My goal this year is to make a game that is of "indie quality", namely something that I'd be happy to sell with my name on it. My original yearly plan was to have a test run with a small game in the first few months, then use that experience to build a bigger game in the rest of the year. However, I've been tallying up a list of risks to account for, and one of the chief ones is picking a bad game design. This risk is nasty, because it triggers off some of the other really big ones, such as the risk that the project is too ambitious, and the killer risk that I'll lose interest in the project half-way through. Thinking this through, I've decided that I really need a working prototype of a game idea before I can justify devoting several months of my development time to a project. So I've decided to go with "Plan B" for the year.
Under my new plan, I've decided that instead of one medium sized project over the next few months, I'll spend my time rapidly prototyping a wide variety of game ideas. The rationale is that if I can't capture the essence of a game idea in a two week prototype, then it's probably beyond my scope to implement. I'll also get to play around with a wide variety of different game genres and ideas, to get a better idea of what my strengths and weaknesses are with respect to game concepts. There's also little loss done if I try something a bit risky if it ends up falling flat. Finally, it will also be a good antidote to the tendency to aim for a "perfect" game engine, while still building up my skills.

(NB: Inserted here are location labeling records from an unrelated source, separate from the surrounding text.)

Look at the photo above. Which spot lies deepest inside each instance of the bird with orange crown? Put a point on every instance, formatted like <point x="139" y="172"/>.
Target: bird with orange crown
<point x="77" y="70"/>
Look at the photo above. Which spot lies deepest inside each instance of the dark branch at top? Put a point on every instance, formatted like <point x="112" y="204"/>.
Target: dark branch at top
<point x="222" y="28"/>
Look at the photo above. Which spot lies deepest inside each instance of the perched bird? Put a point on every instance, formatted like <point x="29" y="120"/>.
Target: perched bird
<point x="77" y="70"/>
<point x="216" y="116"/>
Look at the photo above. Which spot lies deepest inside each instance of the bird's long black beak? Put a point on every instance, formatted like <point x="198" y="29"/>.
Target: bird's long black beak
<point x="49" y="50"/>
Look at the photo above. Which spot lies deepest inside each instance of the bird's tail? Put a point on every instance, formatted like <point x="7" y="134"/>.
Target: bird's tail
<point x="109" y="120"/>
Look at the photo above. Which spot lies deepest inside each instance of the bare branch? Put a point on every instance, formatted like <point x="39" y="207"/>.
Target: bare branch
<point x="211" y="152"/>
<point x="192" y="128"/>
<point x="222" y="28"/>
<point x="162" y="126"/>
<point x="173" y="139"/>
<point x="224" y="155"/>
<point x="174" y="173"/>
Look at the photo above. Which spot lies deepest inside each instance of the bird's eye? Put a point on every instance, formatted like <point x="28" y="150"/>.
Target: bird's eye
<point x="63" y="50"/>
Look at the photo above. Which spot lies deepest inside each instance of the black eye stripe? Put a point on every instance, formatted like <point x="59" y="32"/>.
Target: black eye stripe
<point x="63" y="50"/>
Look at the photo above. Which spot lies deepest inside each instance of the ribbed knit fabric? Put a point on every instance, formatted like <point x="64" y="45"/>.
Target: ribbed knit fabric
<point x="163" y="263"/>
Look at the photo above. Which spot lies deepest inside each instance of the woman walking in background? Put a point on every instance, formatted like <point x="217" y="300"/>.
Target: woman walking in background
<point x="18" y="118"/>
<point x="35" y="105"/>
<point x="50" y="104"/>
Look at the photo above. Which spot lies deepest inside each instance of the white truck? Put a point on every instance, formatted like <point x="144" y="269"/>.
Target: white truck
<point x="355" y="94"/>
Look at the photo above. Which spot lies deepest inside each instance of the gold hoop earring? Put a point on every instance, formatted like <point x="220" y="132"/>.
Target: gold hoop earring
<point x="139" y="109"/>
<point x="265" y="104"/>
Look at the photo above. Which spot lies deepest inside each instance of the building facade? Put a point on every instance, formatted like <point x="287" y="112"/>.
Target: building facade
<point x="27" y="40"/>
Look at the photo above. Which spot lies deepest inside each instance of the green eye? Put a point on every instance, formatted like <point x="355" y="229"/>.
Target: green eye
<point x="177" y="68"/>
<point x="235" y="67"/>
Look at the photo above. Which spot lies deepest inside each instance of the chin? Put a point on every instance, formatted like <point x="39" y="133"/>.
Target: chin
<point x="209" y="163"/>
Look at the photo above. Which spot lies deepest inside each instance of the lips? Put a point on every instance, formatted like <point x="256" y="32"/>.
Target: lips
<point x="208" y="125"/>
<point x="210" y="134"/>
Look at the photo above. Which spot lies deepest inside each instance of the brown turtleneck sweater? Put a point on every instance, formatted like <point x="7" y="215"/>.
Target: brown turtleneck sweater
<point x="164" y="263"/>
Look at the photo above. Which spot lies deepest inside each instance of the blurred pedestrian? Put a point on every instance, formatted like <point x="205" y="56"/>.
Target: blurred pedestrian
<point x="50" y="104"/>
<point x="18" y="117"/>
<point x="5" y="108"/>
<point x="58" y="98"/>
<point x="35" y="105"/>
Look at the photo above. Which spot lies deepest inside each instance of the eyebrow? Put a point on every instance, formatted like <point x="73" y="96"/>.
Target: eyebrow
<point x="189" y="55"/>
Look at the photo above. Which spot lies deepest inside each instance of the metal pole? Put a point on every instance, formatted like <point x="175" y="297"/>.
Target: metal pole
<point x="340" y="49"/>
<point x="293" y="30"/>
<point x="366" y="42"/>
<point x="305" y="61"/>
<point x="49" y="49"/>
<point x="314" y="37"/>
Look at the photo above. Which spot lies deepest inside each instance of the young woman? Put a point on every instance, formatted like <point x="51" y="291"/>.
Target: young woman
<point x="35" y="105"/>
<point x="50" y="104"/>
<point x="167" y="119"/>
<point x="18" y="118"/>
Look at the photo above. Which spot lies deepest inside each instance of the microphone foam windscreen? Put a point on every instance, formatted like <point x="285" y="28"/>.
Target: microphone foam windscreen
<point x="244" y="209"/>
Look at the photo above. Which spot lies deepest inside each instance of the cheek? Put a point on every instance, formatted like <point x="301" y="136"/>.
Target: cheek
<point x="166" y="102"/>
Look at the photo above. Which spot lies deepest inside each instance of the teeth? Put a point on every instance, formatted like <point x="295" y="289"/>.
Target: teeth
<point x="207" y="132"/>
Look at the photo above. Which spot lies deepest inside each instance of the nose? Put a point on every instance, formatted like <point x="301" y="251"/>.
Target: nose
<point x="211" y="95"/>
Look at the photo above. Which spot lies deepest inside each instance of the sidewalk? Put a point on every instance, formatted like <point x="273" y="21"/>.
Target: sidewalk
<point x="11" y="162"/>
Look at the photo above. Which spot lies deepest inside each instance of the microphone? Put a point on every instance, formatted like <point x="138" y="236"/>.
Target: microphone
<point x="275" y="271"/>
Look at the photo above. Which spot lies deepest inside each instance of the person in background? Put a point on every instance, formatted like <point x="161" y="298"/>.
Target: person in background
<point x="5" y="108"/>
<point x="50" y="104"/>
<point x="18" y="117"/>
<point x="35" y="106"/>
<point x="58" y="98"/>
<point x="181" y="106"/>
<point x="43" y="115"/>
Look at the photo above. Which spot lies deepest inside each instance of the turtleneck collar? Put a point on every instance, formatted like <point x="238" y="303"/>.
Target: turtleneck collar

Given my current crop of horrible game ideas, there's a good chance that nine out of ten of these prototypes will be bad. However, I reckon there's a good chance that I could get at least one simple game idea prototyped in the next few months that could form the basis of a fantastic game. My goal over the next few months is to find that one idea and develop it into something great.
I'll probably still prototype that mountain game first though. It might be easier now I'm not going to be so heart-broken if the idea proves to be faulty.
Additional: Of course, I'm also a bit worried that I keep changing my mind about what's the best way to approach this problem, but I figure that it's probably best to ensure that I'm working on something that I have a pretty good expectation to be great, rather than aim for something that may or may not be. As you might have guessed, I'm a bit confused about the best approach for me to take regarding develpment this year.